Stations of Light ist eine ortsspezifische Filminstallation für zwei angrenzende Kinosäle, ein Publikum und eine Partitur für Cello und Elektronik. Das Publikum bewegt sich während der Vorstellung zwischen den Sälen hin- und her. Mika Taanila, der Kurator des gesamten Themenprogramms, hat die Auswahl der Filme übernommen, die das Rohmaterial für die Vorführung liefern – deren Titel aber weder den Künstlern noch dem Publikum verraten werden. Dieses Material wird live bearbeitet, indem es durch einen speziellen Refraktor geschickt wird, der sich genau in der Bahn des projizierten Lichts befindet. Dabei wird die "Black-Box“-Architektur des klassischen Filmtheaters durch aktive Zuschauerbeteiligung in Bewegung versetzt. Nachdem das Publikum zunächst eine Weile in einem Kinosaal zugebracht hat, wechselt es in einen wenige Meter weiter gelegenen zweiten Saal. Den Einsatz für diesen Kinogang gibt ein Musiker, der das Publikum im Dunkeln von Saal zu Saal geleiten wird. Die gesamte Performance wird von einer Komposition von Douglas J. Cuomo begleitet, die für die Kurzfilmtage von dem Cellisten Dirk Wietheger eingespielt wird.

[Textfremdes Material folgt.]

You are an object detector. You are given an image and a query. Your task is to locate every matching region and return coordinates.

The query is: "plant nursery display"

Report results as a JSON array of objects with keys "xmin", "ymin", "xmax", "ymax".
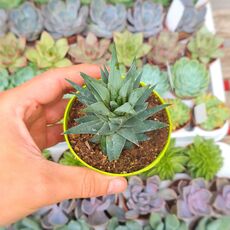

Sandra Gibson und Luis Recoder zeigen seit 2001 ihre gemeinsamen Filminstallationen und Performances auf Festivals, in Museen und Galerien auf der ganzen Welt. Darunter sind das Whitney Museum of American Art (NYC), das Images Festival (Toronto, Canada), das International Film Festival Rotterdam (Niederlande), der Hartware MedienKunstVerein (Dortmund, Deutschland), La Casa Encendida (Madrid, Spanien), das Youkobo Art Space (Tokyo, Japan), das Östereichische Filmmuseum (Wien) sowie das Image Forum Festival (Yokohama & Kanazawa, Japan).

In seiner Arbeit "Negative Inspection" spielt Tobias Putrih mit den Erwartungen des Kinopublikums an eine Filmvorführung. Negative Inspection besteht aus einer Reihe von Einstellungen, in denen eine Kamera einer Gruppe von Personen vom reinen Weiß eines schneebedeckten Hangs ins schwarze Dunkel einer Höhle folgt. Dort stoppt die Filmprojektion, doch geht das Licht im Auditorium nicht an. Der fragmentarische, in der Höhle aufgezeichnete Sound bleibt im Dunkel des Zuschauerraums zurück…

Tobias Putrih wurde 1972 in Slowenien geboren, studierte an den Kunstakademien Düsseldorf und Ljubljana und lebt und arbeitet in Cambridge, Massachusetts, und Ljubljana, Slowenien. Seine Arbeiten sind unter anderem im Museum of Modern Art, im Centre Georges Pompidou in Paris und im MACBA in Barcelona zu sehen. 2002 wurde er mit dem Preis der Vordemberge-Gildewart Stiftung ausgezeichnet.

Alle drei Projekte werden von der Kunststiftung NRW gefördert.